# American RV in Disneyland Paris then down to Spain



## 102819 (Feb 5, 2007)

Hi there
This may of been answered a million times before but here goes!
I would like to take the family to Disneyland Paris for a few days in August this year. Having not been before and with a couple of young kids i am anxious to ensure i can get into sites ok.
I am in an american RV (34ft) and know over here there are lots of sites that are not big enough.
Can anyone help with possible sites, useful websites, rough prices how busy they get.
Also can you just say how accomodating the rest of France and Spain is for american RV's. 
I really appreciate any halp you can give
Regards
Paul


----------



## artona (Jan 19, 2006)

Hi Paul

In the case of Eurodisney by far the best site is the car park of Eurodisney itself. I took my kids and we parked overnight along with many, many other motorhomes.

I am sure I can remember there being showers there etc and it only costs a few euros

The excitement on their faces as they go to sleep looking at the entrance to eurodisney knowing that they will be going in the following day is priceless


stew


----------



## olley (May 1, 2005)

artona said:


> Hi Paul
> The excitement on their faces as they go to sleep looking at the entrance to eurodisney knowing that they will be going in the following day is priceless
> 
> stew


You sure you wern't looking in a mirror stew.   We went to that one near Salou Bl**dy magic.

Olley


----------



## artona (Jan 19, 2006)

Hi Olley

You are right in a way. I had a very VERY smug look on my face all night. Mrs Artona had been nagging me all day - Book a campsite, book a campsite. 

We had no idea at the time that you could park on the car park. 

We arrived at 19.00hrs and I asked the girl at the eurodisney entrance if she knew a campsite. It was then she told us we could use the car park.

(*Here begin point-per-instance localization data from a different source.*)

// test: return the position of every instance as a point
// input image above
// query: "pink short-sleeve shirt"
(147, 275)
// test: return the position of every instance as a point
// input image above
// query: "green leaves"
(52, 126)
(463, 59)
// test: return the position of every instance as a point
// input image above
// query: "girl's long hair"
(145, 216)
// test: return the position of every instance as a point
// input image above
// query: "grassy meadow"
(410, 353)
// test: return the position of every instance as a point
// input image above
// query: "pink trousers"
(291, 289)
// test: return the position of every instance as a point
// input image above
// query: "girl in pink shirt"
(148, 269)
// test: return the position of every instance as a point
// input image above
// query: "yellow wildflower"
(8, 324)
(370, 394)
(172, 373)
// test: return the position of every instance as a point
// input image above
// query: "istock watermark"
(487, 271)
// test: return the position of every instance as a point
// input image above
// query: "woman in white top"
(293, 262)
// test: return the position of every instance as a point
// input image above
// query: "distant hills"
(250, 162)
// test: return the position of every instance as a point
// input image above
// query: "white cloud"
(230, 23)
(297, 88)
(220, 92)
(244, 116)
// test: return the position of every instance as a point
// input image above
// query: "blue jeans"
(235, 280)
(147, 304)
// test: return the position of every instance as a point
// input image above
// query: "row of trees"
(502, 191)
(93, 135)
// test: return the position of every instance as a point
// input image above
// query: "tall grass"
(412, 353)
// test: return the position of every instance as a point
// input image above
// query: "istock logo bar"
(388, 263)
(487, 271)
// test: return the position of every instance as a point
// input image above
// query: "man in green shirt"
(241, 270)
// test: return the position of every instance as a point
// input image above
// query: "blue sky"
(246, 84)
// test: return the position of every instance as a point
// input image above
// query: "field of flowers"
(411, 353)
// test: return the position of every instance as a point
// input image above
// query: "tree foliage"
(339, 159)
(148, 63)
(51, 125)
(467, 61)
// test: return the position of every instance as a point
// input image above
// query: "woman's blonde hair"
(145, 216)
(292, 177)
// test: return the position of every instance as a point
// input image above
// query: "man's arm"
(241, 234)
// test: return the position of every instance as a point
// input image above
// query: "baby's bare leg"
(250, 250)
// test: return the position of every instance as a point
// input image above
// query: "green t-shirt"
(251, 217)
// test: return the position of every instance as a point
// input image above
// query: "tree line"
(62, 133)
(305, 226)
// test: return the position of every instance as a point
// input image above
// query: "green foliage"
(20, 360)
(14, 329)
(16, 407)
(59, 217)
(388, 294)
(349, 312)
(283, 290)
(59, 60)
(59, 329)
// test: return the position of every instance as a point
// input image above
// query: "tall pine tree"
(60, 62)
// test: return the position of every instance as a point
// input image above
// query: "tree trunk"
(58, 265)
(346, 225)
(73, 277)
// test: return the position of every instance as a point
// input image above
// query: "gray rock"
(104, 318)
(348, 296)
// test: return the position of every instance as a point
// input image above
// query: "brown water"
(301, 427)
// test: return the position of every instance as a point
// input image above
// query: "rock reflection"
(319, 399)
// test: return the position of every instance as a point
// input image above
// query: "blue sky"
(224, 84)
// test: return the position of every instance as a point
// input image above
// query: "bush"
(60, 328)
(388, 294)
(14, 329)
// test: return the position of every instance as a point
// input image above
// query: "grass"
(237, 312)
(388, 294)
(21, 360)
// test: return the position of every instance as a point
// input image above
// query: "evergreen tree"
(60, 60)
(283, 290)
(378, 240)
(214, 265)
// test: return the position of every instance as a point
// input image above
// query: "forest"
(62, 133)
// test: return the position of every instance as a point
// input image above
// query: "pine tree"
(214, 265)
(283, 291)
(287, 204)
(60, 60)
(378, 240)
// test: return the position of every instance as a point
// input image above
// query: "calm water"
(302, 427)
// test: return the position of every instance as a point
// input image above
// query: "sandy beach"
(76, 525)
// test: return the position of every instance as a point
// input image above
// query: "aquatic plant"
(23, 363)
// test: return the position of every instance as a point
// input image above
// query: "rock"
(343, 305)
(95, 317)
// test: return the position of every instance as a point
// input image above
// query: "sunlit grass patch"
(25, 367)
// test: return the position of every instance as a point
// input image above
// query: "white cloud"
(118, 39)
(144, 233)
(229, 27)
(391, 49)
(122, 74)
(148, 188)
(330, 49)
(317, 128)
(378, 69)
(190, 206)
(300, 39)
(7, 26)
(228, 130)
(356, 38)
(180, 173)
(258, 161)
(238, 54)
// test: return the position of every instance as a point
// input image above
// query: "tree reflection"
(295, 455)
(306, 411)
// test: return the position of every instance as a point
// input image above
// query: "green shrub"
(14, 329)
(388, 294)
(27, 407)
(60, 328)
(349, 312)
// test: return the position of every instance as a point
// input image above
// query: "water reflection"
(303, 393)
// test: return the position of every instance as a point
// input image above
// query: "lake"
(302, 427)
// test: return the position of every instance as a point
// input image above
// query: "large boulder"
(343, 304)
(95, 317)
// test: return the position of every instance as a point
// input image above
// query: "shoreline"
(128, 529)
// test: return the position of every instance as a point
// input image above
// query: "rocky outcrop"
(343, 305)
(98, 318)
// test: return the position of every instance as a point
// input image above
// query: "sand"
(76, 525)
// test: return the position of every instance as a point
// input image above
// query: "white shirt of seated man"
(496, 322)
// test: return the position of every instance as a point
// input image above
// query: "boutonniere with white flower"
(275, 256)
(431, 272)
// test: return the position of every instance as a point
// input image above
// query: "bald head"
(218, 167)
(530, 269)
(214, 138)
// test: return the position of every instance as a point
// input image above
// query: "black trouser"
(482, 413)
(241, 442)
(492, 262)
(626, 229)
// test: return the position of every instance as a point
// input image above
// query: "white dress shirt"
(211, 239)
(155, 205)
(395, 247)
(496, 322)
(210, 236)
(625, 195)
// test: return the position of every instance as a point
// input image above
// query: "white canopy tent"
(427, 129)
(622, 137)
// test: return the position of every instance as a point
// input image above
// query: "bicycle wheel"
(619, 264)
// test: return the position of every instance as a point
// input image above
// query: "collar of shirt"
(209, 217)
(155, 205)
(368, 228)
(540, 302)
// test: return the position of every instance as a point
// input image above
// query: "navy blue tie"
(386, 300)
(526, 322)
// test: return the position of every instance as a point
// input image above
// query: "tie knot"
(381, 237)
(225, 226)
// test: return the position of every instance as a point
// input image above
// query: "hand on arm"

I did not need to say anything.

As to being excited about Eurodisney I hate the place, they it is not my scene at all but the children loved it. 

  


stew


----------



## olley (May 1, 2005)

Hi stew, I loved the one at salou must have been on their version of the big dipper 4 or 5 times, almost better than sex.  

Olley


----------



## Invicta (Feb 9, 2006)

The Showers were free on the Disneyland Paris motorcaravan site when we went last October. 

We arrived at 10 pm and paid to stay two nights on the car park. Can remember though how much it was. 

Didn't see anyone coming round to check if we had paid for two nights though on the second night. 

The BIG problem was the constant noise of the road sweepers going all round the site from 12.30 am until app 2.30 am and I mean NOISY. 

That was my third visit to Disneyland in Paris. Have also visited the one in Florida, so I think I well and truly deserve a medal now all the grandchildren have been!


----------



## 102819 (Feb 5, 2007)

Thanks for all your responses, there are a few options there.

How about France in general for American Rv's, any problems parking?


----------



## 89338 (May 20, 2005)

Not done micky mouse yet, thought about it , have not told my little one that we are passing it.

France have been last two years for all of august, sites we stayed on up and down were great pitch size, mains etc. On the south coast small pitches smaller mains. Ok they were big sites and right on the beach, once there did not move except to empty tanks. I picked my pitches at time of booking tried for the biggest I could see on the site plan that was on an end of a row. Lucky both times, going Italy this time again through france . Have used Chateau de L'Eperviere as a mid way point and will again this time.

Stayed at a few other Les Castels sites two years ago and they were all nice with good pitches.

Regards

Lampie


----------



## talbot28 (Jan 24, 2006)

We had two nights at disney on the way to spain last year ,there is plenty of room for any size rv/mh, They charge by the day not by per night,It was 20e a day last year, the showers and toilets are ok,its just the cleaners in the early hours that wake you.


----------



## Scotjimland (May 23, 2005)

paburty said:


> Also can you just say how accomodating the rest of France and Spain is for american RV's.


France is generally very good, motorhome friendly and most aires have ample room for RVs. 
Germany ditto
Spain is a totally different kettle of fish, pitches on many sites are small, nae, minuscule, sites with large pitches can be noisy during the season and expensive unless you stay long term i.e. more than one month. There are very few aires in Spain, (I've never found one) truck stops are ok for stop overs if you don't mind the noise. 
We don't wild camp so I can't comment. 
This is only my personal experience, others may well have a different viewpoint.


----------